Ultrahigh molecular weight polyethylene (UHMWPE) and metals, primarily Ti and Co-Cr alloys are widely used to make components of orthopaedic implants. Cellular response to their wear-particulates depends on their size and dose. Although biological response to larger particles has been previously studied, there are no specific studies examining cellular response to simultaneous administration of well characterized clinically relevant size ranges of both UHMWPE and Ti particles less than 0.2 μm in size. The overall hypothesis for this work is that RAW 264.7 cells will display a more robust negative response to nanaoparticulates as compared to larger particles.
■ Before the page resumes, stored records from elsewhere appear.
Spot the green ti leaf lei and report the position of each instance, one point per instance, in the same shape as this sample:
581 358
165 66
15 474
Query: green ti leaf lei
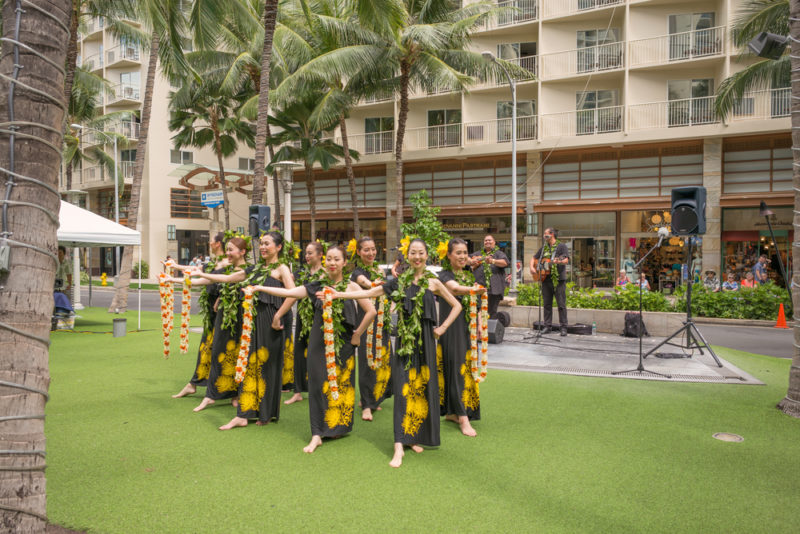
337 311
409 329
305 310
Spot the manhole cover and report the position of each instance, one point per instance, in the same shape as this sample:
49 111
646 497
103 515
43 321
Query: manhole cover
727 436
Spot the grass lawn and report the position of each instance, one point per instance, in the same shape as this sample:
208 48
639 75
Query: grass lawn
554 453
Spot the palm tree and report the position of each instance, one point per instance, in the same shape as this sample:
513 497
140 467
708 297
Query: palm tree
203 115
791 403
37 108
302 141
755 17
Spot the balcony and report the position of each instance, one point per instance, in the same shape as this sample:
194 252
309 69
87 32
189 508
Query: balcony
772 104
583 122
607 57
124 93
683 46
673 113
561 8
123 56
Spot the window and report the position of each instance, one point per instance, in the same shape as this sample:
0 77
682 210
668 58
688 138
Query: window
526 120
444 127
180 157
185 204
379 137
Isolation of ’clean’ simulated wear particles has been an issue and we in our lab have been able to develop a standardized and reproducible technique to isolate, characterize and fractionate (following ASTM F-1877 standards) both UHMWPE and Ti particles into 3 distinct size ranges [1.0-10.0 μm (micron), 0.2-1.0 μm (submicron) and 0.01-0.2 μm (nano)] from periprosthetic tissue explants and furthermore minimize clumping, thus facilitate disaggregation and isolation of individual particles into micron-, submicron and nano-fractions. Cells were treated for 24 h, 48 h and 72 h with various doses (103, 105, 107) and sizes (mentioned above) of both UHMWPE and Ti particles. Proliferation was determined by counting the number of cells at the specified time periods. Preliminary studies reveal early stimulatory and late inhibitory effect on cell proliferation. At 24 h, the nanofraction particles elicited a proliferative response by the cells, though statistically not significant, but at 72 h there was a significant inhibitory response. The response was dose and size dependent and the cells exhibited an inhibitory response to the nanofraction particulates only at the highest dose. To mimic in vivo conditions, further studies are being conducted and will involve administration of dual wear particulates that will help understand cellular response to wear particulates.